Search code examples
sqlamazon-redshiftregexp-substr

SQL extracting date substring using regexp_subtr


I've got a field named signal_notes containing strings like the follow (this would be a single value of signal_notes):

"{ ^search_date^: ^2021-01-05^, 
^filing_date^: ^^, 
^expiry_date^: ^^, 
^other_liens^: ^^, 
^who_1st_positon^: ^^, 
^who_2nd_position^: ^^, 
^who_3rd_position^: ^^, 
^priority_from_1^: ^^, 
^priority_from_2^: ^^, 
^priority_from_3^: ^^, 
^notes^: ^^ 
^client_facing_notes^: ^^ 
 }"

Sometimes, the ^expiry_date^ line will have a date between the ^'s in the format 'YYYY-MM-DD'.

My new field expiry_date will ideally be in the format 'YYYY-MM-DD' with the date string from the signal_notes field.

This is what I've got so far, but it returns nothing.

select
(regexp_substr(signal_notes, 'expiry_date [0-9-]*' )) as expiry_date
from db

Ive also tried

(regexp_substr( signal_notes, '^expiry_date^: ^[0-9-]*^' )) as first_as_of_date_context

with the same results.

Any advice welcome


Solution

  • If I understand correctly, you want a subexpression.
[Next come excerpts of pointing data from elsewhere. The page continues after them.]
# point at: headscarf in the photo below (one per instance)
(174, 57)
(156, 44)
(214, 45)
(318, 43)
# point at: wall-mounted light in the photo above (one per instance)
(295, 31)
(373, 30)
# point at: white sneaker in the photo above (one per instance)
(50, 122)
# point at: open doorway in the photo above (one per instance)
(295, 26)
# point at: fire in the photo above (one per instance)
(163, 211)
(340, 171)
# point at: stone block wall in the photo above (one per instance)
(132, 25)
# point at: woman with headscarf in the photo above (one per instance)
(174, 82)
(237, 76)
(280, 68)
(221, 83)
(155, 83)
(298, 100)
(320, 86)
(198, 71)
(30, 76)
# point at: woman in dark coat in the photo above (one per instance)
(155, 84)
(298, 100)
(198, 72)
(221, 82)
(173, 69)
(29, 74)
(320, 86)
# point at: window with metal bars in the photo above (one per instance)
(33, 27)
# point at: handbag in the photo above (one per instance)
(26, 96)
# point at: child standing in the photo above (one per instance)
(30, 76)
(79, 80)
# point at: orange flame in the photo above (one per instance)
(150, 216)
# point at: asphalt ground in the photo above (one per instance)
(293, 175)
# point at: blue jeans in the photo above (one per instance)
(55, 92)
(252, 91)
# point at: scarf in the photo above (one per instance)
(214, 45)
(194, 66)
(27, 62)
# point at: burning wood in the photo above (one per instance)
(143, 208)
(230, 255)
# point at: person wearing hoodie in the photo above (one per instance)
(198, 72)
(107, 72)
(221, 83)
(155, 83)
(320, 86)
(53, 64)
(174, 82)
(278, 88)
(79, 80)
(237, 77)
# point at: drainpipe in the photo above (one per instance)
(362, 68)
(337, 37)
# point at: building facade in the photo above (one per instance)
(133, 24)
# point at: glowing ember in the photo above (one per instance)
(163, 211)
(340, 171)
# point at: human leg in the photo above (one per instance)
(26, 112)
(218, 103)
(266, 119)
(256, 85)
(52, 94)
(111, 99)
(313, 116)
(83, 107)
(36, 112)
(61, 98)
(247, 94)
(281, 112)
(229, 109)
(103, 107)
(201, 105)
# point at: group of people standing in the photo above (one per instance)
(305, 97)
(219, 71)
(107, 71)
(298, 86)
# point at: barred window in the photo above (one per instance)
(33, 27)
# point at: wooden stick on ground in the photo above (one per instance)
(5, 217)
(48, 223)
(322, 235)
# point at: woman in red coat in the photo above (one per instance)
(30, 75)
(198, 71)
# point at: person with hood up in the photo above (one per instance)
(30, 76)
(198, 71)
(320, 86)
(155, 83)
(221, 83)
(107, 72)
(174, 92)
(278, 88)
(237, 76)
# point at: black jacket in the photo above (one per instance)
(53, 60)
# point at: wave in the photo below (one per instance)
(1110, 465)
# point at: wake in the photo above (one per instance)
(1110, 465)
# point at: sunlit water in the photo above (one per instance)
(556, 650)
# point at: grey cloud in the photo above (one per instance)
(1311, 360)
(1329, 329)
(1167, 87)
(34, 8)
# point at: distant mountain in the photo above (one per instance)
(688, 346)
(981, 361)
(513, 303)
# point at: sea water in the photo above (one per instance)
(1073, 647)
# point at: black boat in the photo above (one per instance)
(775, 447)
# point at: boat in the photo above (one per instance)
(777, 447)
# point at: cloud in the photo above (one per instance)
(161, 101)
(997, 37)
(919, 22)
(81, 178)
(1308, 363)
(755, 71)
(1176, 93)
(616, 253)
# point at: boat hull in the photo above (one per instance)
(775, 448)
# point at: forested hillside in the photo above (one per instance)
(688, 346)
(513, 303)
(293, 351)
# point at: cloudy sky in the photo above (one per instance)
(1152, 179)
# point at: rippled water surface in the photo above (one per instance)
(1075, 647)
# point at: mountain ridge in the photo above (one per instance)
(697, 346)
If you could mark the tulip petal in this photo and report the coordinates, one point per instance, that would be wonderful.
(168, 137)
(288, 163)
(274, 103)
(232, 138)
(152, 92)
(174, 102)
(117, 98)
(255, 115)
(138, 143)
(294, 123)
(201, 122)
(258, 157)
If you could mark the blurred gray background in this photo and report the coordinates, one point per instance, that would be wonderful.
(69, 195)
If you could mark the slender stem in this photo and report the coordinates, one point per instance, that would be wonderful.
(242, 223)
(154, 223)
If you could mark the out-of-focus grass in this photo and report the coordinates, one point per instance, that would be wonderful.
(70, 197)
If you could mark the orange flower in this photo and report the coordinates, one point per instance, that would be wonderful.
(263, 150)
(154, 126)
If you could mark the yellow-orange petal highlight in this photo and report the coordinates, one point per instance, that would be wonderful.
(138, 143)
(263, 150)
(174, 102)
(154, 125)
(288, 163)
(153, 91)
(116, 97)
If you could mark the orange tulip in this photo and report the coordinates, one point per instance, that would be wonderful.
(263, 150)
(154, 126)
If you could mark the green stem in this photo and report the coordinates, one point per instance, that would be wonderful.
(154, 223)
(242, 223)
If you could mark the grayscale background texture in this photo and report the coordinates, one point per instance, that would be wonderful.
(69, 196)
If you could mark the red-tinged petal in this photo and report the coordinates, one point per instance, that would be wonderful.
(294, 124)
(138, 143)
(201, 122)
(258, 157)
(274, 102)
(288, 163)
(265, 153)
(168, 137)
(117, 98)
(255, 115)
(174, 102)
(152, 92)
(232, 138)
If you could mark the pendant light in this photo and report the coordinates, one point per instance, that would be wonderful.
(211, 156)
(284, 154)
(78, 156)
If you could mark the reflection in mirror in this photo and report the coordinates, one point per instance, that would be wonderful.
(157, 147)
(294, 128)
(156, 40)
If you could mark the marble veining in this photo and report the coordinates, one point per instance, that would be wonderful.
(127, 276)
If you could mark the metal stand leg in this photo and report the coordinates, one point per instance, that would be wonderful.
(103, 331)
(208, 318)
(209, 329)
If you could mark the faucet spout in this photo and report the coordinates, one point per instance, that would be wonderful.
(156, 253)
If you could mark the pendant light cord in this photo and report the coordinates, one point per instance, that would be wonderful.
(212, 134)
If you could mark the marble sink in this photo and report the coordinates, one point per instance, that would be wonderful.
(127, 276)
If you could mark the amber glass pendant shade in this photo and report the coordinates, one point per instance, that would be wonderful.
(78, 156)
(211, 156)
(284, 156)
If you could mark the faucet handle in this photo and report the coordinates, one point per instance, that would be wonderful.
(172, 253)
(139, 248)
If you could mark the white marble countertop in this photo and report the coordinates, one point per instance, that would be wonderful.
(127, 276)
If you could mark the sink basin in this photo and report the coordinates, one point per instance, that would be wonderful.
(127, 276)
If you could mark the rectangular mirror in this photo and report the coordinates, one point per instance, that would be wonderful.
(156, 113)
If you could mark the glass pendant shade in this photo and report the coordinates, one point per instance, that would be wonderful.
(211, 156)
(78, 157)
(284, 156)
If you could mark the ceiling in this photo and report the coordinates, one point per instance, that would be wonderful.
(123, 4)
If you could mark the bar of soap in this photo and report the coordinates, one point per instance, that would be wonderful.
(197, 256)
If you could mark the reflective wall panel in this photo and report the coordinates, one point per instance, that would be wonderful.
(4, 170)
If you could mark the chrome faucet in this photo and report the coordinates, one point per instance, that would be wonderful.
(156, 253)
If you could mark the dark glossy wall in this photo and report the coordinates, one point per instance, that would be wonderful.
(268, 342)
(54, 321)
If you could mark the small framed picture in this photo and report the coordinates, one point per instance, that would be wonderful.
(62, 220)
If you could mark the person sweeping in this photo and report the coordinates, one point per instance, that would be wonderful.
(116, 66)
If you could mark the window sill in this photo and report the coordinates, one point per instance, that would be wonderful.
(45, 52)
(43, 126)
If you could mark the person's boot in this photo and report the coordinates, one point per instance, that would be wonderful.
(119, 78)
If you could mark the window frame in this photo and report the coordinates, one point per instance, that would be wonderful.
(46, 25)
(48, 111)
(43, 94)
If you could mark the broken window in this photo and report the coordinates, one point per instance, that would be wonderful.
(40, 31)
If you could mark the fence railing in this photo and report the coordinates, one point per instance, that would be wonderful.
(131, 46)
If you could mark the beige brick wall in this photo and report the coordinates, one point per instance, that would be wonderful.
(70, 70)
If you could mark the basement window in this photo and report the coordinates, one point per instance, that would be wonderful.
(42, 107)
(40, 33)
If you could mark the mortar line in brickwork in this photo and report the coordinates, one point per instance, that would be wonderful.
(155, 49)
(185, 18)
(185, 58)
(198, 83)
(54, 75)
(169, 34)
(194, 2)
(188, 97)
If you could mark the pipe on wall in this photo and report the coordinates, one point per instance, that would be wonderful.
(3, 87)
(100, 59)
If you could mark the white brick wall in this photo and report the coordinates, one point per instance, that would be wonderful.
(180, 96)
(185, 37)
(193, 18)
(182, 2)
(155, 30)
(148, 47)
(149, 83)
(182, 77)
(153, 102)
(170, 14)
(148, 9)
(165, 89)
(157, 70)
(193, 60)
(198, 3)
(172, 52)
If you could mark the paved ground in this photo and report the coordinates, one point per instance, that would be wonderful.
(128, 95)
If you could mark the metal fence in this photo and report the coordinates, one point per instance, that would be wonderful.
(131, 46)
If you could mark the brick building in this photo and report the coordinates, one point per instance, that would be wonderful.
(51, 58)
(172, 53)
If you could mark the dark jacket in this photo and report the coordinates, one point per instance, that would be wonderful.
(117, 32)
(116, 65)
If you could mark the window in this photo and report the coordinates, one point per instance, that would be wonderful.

The ^ is a pain, one way around that is:

    regexp_substr(signal_notes, '.expiry_date.: .([0-9-]*).', 1, 1, 'e')
    

    This is very similar to your last attempt, except it has the subexpression so it should only return the date.

    You should also be able to use \\ as an escape character:

    regexp_substr(signal_notes, '\\^expiry_date\\^: \\^([0-9-]*)\\^', 1, 1, 'e')